The narrator in the ad says that Paton "served on the Rio Nuevo board and wasted $200 million of taxpayers' money. Now it's under criminal investigation and could cost us another $72 million."
Rio Nuevo has a long and troubled history, but if you want to claim that $200 million was wasted, you have to admit that the money was wasted when the city of Tucson and the original Rio Nuevo board were in charge of the downtown revitalization project. Paton called for audits of that very spending while serving in the Arizona Legislature, and he pushed to see a new board formed that stripped control from the city of Tucson.

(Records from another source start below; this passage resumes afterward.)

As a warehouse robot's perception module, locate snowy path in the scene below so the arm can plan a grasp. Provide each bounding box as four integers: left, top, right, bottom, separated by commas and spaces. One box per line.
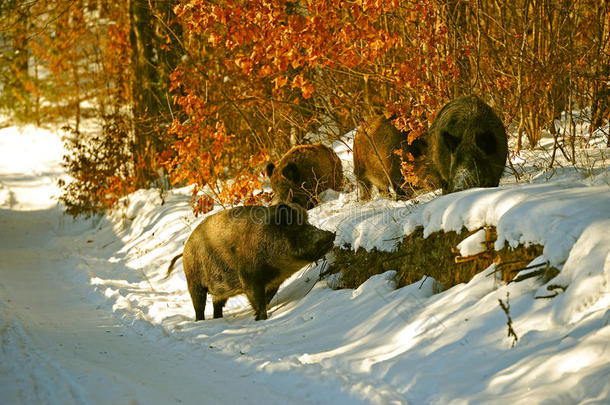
0, 126, 348, 405
0, 210, 290, 404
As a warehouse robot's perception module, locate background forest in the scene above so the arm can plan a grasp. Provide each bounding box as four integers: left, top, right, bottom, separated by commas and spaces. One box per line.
0, 0, 608, 216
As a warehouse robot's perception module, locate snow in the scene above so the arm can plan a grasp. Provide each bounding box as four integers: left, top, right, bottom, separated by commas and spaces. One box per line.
1, 118, 609, 404
0, 124, 64, 210
456, 228, 487, 257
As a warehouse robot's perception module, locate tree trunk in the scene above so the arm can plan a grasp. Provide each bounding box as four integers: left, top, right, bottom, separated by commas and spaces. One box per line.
130, 0, 164, 187
13, 5, 30, 118
129, 0, 182, 188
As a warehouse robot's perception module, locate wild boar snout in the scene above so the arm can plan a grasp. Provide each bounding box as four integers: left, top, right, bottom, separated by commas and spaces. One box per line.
449, 165, 477, 192
296, 226, 335, 261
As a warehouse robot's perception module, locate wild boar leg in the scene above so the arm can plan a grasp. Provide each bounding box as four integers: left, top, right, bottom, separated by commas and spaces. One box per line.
244, 282, 268, 321
265, 285, 280, 307
212, 297, 227, 319
186, 281, 208, 321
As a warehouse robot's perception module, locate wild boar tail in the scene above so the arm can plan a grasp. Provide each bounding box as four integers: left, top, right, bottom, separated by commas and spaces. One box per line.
165, 253, 184, 280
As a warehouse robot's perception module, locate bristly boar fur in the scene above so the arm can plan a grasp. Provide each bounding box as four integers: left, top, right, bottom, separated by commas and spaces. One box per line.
266, 144, 344, 209
166, 203, 335, 321
353, 115, 428, 199
353, 95, 508, 199
429, 95, 508, 193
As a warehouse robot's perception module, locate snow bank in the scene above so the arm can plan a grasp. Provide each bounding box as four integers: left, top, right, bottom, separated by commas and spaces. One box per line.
311, 178, 610, 275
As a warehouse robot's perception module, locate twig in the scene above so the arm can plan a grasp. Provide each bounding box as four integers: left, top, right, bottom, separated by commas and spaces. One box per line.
498, 292, 518, 347
510, 268, 545, 283
317, 258, 333, 280
535, 293, 559, 299
454, 251, 493, 263
535, 283, 567, 299
507, 261, 549, 273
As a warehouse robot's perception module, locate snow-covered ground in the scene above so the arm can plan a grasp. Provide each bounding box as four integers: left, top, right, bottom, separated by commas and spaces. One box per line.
1, 120, 609, 404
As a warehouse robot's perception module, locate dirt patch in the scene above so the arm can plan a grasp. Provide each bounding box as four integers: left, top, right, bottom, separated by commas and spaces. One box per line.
326, 226, 550, 291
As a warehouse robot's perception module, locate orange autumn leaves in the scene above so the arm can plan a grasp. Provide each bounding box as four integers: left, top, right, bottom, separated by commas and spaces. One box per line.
165, 0, 458, 213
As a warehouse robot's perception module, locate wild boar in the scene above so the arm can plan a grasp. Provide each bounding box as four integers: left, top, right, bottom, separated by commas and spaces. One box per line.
166, 203, 335, 321
428, 95, 508, 192
353, 115, 428, 200
353, 96, 508, 199
266, 144, 344, 209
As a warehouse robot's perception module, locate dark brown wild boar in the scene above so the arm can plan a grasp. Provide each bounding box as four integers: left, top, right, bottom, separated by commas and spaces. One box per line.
166, 203, 335, 321
266, 144, 344, 209
428, 95, 508, 193
353, 96, 508, 199
353, 116, 428, 200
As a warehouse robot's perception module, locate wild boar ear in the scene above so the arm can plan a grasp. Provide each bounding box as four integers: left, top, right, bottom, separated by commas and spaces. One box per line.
410, 137, 427, 158
266, 162, 275, 177
282, 163, 300, 183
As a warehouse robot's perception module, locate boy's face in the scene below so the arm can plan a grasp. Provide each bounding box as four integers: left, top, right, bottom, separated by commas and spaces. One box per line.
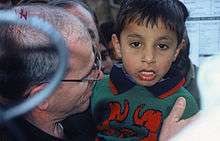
113, 19, 183, 86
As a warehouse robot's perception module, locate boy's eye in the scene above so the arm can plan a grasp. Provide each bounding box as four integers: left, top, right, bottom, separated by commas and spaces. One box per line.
130, 41, 142, 48
157, 44, 169, 50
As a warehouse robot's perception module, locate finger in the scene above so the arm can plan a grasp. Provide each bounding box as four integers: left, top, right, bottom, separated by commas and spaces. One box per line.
168, 97, 186, 122
178, 112, 200, 126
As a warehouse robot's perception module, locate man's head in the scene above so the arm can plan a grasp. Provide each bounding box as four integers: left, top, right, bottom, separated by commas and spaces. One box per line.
0, 5, 100, 116
48, 0, 100, 47
17, 0, 99, 44
111, 0, 188, 86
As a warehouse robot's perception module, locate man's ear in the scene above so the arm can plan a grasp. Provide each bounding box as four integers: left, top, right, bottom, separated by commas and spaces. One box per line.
173, 40, 185, 62
112, 34, 122, 59
29, 84, 48, 111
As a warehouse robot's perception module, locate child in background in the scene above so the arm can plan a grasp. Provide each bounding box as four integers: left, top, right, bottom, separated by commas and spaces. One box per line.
99, 39, 114, 74
99, 21, 117, 60
91, 0, 199, 140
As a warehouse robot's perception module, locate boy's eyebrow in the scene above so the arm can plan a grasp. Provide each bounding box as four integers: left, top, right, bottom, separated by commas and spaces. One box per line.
157, 35, 174, 42
127, 34, 174, 42
127, 34, 144, 39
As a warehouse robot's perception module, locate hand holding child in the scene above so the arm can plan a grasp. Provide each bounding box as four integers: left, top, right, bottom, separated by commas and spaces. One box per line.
159, 97, 199, 141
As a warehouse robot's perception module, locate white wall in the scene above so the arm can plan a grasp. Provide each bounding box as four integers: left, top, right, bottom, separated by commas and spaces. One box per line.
180, 0, 220, 66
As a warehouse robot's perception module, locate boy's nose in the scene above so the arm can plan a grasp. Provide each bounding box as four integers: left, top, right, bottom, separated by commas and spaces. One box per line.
141, 49, 156, 64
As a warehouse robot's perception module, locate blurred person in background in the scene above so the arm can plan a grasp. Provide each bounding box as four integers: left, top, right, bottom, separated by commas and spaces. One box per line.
99, 21, 118, 60
99, 35, 113, 74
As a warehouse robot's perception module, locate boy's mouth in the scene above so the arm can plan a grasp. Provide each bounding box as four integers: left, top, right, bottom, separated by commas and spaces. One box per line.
137, 71, 156, 81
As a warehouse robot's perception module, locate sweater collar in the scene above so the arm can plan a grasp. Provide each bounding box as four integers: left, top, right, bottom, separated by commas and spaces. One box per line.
109, 63, 185, 99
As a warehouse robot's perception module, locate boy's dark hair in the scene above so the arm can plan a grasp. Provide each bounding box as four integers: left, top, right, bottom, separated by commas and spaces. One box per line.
173, 1, 191, 76
175, 29, 191, 76
116, 0, 188, 45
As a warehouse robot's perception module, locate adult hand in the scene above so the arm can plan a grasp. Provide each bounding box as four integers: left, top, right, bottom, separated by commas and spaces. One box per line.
159, 97, 198, 141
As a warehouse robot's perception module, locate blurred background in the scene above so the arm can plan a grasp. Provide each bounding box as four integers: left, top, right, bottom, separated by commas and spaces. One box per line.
83, 0, 120, 24
2, 0, 220, 67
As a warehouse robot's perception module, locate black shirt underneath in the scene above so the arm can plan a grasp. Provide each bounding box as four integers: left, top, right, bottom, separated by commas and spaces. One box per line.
0, 117, 71, 141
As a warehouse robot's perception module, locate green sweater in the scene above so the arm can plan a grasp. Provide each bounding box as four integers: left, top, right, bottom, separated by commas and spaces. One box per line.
91, 75, 199, 141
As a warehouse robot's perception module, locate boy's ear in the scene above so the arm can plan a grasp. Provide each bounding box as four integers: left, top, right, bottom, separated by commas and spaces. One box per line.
112, 34, 122, 59
29, 84, 49, 111
173, 39, 185, 62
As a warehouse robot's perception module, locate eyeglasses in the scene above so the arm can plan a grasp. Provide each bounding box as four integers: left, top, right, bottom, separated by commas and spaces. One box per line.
62, 45, 102, 83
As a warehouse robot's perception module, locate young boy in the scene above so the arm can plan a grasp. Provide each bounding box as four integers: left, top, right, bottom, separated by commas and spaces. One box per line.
91, 0, 199, 140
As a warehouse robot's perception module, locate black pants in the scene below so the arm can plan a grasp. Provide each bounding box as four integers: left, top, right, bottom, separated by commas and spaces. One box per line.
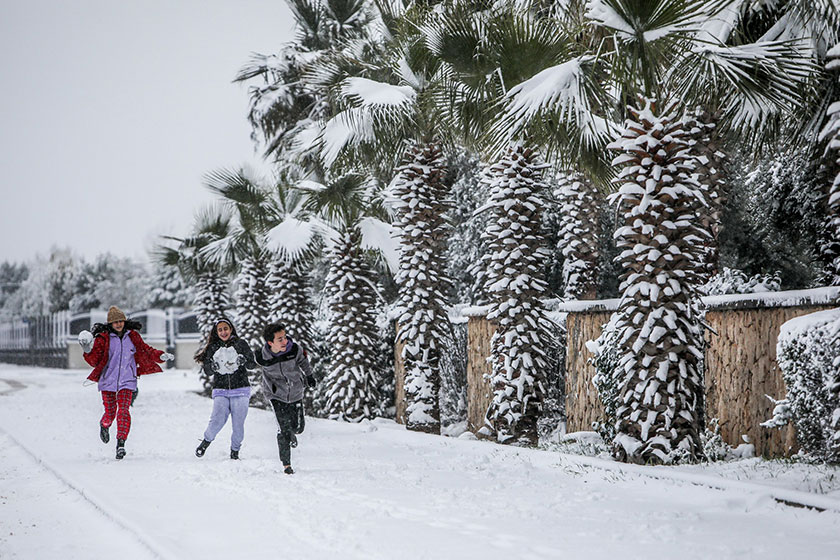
270, 400, 304, 466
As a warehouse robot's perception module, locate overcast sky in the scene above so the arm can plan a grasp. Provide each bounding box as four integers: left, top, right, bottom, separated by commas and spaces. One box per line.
0, 0, 294, 263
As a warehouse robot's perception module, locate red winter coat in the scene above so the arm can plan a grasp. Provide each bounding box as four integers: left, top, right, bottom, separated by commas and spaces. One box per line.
84, 330, 164, 383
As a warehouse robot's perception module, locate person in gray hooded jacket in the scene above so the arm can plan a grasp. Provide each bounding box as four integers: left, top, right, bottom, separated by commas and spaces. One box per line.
255, 322, 316, 474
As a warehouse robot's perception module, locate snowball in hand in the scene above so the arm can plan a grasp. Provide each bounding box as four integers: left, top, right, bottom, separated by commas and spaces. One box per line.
78, 330, 94, 352
213, 346, 239, 375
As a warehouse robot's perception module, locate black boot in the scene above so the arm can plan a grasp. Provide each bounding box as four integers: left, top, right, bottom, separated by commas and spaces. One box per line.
99, 424, 110, 444
195, 439, 211, 458
284, 465, 294, 475
230, 449, 239, 460
115, 439, 126, 460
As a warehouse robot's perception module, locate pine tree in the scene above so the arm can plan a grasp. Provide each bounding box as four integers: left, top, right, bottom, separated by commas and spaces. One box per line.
391, 141, 450, 434
555, 170, 601, 300
322, 226, 381, 421
148, 263, 192, 308
607, 98, 706, 464
480, 144, 555, 445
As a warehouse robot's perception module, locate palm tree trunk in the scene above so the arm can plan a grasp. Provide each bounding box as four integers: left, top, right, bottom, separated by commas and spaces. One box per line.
480, 144, 555, 445
608, 98, 706, 464
391, 141, 450, 434
322, 225, 381, 422
555, 170, 602, 300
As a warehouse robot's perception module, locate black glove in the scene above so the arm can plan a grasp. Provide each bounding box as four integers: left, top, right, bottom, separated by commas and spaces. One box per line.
305, 375, 317, 388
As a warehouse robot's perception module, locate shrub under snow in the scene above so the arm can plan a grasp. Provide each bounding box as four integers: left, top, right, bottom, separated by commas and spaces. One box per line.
763, 307, 840, 463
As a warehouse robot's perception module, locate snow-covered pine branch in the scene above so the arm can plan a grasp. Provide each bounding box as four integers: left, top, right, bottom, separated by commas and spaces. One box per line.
480, 144, 556, 445
607, 97, 706, 465
555, 170, 602, 300
390, 141, 451, 434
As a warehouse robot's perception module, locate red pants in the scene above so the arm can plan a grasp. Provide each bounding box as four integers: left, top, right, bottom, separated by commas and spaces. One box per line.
100, 389, 133, 440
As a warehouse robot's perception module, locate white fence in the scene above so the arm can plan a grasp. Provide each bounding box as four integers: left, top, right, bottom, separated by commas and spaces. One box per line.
0, 308, 201, 368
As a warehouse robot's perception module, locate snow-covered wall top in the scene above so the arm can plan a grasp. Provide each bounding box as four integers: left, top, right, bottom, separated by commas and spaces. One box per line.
459, 287, 840, 319
699, 287, 840, 311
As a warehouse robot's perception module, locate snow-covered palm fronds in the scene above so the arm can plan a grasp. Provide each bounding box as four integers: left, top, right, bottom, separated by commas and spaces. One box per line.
555, 169, 602, 299
607, 98, 706, 465
480, 144, 556, 445
490, 56, 614, 155
323, 225, 381, 421
234, 0, 376, 160
669, 39, 816, 138
390, 141, 450, 434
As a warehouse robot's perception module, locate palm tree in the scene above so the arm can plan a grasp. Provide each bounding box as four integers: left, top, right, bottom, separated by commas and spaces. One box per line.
312, 1, 462, 434
425, 1, 609, 443
200, 168, 275, 351
297, 172, 396, 421
583, 0, 815, 463
156, 206, 235, 395
464, 0, 814, 459
235, 0, 376, 161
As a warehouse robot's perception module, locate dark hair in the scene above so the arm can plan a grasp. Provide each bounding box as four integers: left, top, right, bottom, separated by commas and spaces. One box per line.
194, 318, 239, 363
262, 322, 287, 343
91, 319, 142, 337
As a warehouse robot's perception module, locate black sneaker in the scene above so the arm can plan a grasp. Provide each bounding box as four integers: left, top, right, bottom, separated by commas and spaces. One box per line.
230, 449, 239, 460
290, 433, 298, 448
115, 439, 126, 460
195, 439, 211, 458
283, 465, 294, 475
99, 424, 110, 444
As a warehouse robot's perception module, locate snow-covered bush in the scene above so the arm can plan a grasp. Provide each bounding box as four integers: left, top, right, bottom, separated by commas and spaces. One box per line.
763, 308, 840, 463
703, 267, 782, 295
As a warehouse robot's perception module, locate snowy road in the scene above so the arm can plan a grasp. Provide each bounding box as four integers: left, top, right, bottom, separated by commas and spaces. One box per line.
1, 365, 839, 559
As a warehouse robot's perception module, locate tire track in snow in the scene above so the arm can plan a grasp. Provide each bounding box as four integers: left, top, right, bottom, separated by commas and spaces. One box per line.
0, 426, 180, 560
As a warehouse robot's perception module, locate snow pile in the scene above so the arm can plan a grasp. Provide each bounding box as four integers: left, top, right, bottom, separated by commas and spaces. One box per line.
763, 307, 840, 463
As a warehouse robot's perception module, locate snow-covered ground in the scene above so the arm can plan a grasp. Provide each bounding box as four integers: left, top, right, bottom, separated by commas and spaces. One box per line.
2, 365, 839, 559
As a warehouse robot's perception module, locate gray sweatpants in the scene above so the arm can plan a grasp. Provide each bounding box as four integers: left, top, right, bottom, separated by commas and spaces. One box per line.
203, 395, 249, 451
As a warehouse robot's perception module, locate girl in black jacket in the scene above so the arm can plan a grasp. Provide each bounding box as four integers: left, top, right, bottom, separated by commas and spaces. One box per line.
193, 318, 256, 459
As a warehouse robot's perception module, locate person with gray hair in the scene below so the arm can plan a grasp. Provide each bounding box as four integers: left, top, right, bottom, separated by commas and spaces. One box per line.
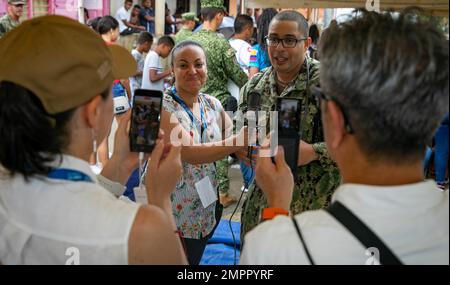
241, 10, 449, 265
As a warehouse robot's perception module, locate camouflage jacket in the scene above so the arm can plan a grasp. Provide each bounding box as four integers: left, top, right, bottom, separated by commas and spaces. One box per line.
175, 28, 193, 43
190, 29, 248, 105
0, 14, 19, 39
238, 58, 341, 238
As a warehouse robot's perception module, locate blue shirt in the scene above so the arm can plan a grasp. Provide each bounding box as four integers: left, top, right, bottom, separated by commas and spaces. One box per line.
139, 8, 155, 34
249, 44, 271, 71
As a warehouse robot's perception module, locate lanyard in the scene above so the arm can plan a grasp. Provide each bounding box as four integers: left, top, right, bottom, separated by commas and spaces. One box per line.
47, 168, 94, 183
170, 86, 207, 143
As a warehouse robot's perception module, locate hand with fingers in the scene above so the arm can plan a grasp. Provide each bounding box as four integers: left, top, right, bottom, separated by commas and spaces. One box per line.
255, 137, 295, 212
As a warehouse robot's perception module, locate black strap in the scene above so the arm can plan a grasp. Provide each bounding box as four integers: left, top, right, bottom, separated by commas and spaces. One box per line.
292, 217, 315, 265
327, 201, 403, 265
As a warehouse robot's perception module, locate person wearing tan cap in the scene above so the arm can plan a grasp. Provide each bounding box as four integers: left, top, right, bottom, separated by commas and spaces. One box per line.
0, 15, 187, 265
0, 0, 25, 39
175, 12, 199, 44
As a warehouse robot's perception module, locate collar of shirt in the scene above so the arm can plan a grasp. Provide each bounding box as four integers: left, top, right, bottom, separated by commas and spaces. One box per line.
332, 180, 447, 217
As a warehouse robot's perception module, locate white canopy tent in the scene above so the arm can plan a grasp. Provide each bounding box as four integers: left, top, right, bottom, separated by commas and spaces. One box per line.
246, 0, 449, 17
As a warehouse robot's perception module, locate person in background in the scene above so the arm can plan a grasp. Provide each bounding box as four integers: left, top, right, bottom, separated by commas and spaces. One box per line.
139, 0, 155, 34
130, 32, 153, 98
308, 24, 320, 60
0, 15, 186, 265
141, 35, 174, 92
159, 40, 249, 264
190, 0, 249, 208
130, 4, 143, 28
425, 113, 449, 189
241, 10, 449, 265
248, 8, 278, 79
175, 12, 198, 43
0, 0, 24, 39
96, 15, 132, 166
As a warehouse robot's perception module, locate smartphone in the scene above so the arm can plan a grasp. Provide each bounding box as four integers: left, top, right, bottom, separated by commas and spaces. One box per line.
129, 89, 163, 153
276, 98, 302, 180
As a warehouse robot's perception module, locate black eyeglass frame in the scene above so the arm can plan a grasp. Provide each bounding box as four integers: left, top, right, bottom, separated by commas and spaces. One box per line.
264, 36, 308, 48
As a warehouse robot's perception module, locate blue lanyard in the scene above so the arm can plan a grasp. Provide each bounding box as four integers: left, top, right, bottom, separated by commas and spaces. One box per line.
170, 87, 207, 142
47, 168, 94, 183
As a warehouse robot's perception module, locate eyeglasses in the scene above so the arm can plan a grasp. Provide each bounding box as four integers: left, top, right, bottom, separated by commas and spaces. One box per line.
311, 86, 354, 134
265, 36, 307, 48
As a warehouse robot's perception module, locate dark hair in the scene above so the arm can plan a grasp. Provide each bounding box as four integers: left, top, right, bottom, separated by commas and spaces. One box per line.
157, 35, 175, 47
96, 15, 119, 35
256, 8, 278, 52
137, 31, 153, 45
133, 4, 141, 10
319, 10, 449, 163
201, 7, 224, 22
234, 14, 254, 34
0, 82, 109, 180
271, 10, 309, 38
309, 24, 320, 44
169, 40, 206, 67
125, 0, 133, 3
88, 16, 102, 31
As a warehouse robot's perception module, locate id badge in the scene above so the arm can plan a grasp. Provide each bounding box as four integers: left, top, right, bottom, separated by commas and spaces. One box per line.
133, 186, 148, 204
195, 176, 217, 208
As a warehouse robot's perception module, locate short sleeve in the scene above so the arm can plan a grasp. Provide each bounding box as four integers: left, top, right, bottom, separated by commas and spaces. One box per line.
248, 45, 259, 69
148, 52, 160, 70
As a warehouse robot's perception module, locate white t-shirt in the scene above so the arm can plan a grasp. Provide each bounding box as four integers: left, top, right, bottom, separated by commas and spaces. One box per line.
141, 50, 165, 91
228, 38, 252, 101
129, 49, 145, 98
0, 155, 140, 264
241, 181, 449, 265
115, 6, 131, 33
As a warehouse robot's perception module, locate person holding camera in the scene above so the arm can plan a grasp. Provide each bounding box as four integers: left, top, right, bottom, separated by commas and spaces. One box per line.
241, 10, 449, 265
0, 16, 186, 265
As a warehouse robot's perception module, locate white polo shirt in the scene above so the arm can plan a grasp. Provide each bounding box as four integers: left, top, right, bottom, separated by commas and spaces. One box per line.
141, 50, 164, 91
228, 38, 252, 101
115, 6, 131, 34
0, 155, 140, 264
240, 181, 449, 265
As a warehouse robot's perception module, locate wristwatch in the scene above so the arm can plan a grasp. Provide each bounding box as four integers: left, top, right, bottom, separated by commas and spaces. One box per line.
260, 207, 290, 222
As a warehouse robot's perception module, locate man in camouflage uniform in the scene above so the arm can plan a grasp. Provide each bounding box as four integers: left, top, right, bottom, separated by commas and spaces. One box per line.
190, 0, 248, 207
175, 12, 198, 44
0, 0, 24, 39
239, 11, 341, 239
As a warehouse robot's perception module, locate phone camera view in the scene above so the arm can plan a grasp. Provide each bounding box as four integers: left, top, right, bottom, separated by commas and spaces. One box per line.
278, 99, 300, 134
130, 94, 162, 152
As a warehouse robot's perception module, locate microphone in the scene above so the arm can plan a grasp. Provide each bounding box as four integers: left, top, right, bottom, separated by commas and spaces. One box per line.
246, 91, 261, 160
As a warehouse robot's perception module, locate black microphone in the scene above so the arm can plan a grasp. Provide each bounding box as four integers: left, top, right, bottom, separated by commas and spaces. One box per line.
246, 91, 261, 160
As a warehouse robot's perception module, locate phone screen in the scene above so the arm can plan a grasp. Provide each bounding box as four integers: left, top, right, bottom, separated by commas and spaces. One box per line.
130, 89, 163, 153
276, 98, 302, 181
278, 98, 301, 136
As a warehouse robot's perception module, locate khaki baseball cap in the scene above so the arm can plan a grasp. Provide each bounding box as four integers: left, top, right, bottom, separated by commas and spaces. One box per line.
0, 15, 136, 114
8, 0, 26, 5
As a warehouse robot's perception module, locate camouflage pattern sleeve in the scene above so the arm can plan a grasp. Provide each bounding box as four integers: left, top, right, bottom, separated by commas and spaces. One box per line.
312, 142, 336, 168
222, 42, 248, 88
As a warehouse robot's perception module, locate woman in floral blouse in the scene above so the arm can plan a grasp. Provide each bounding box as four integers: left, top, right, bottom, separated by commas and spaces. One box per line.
158, 40, 249, 264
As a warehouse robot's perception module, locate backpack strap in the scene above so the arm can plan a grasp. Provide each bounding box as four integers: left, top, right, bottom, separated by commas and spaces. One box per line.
326, 201, 403, 265
292, 217, 316, 265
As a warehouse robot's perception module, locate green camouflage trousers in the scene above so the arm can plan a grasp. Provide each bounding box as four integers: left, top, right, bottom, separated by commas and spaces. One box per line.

By the time Paton joined the new Rio Nuevo board in 2010, the Rio Nuevo board members had stopped spending money on almost anything besides audits and attorneys.
Regarding the criminal investigation: It's our understanding that the FBI has been assisting the Arizona Attorney General's Office with looking into what happened with spending before the new board was created. That investigation has dragged on a long time without any criminal charges being filed. The charge that Paton's activities are under criminal investigation doesn't stand up to scrutiny.
You can be critical of the reformed Rio Nuevo board that Paton joined for filing lawsuits instead of pushing forward with repairs to the Tucson Convention Center, but accusing him of being part of a group that may have wasted hundreds of millions of dollars is simply false.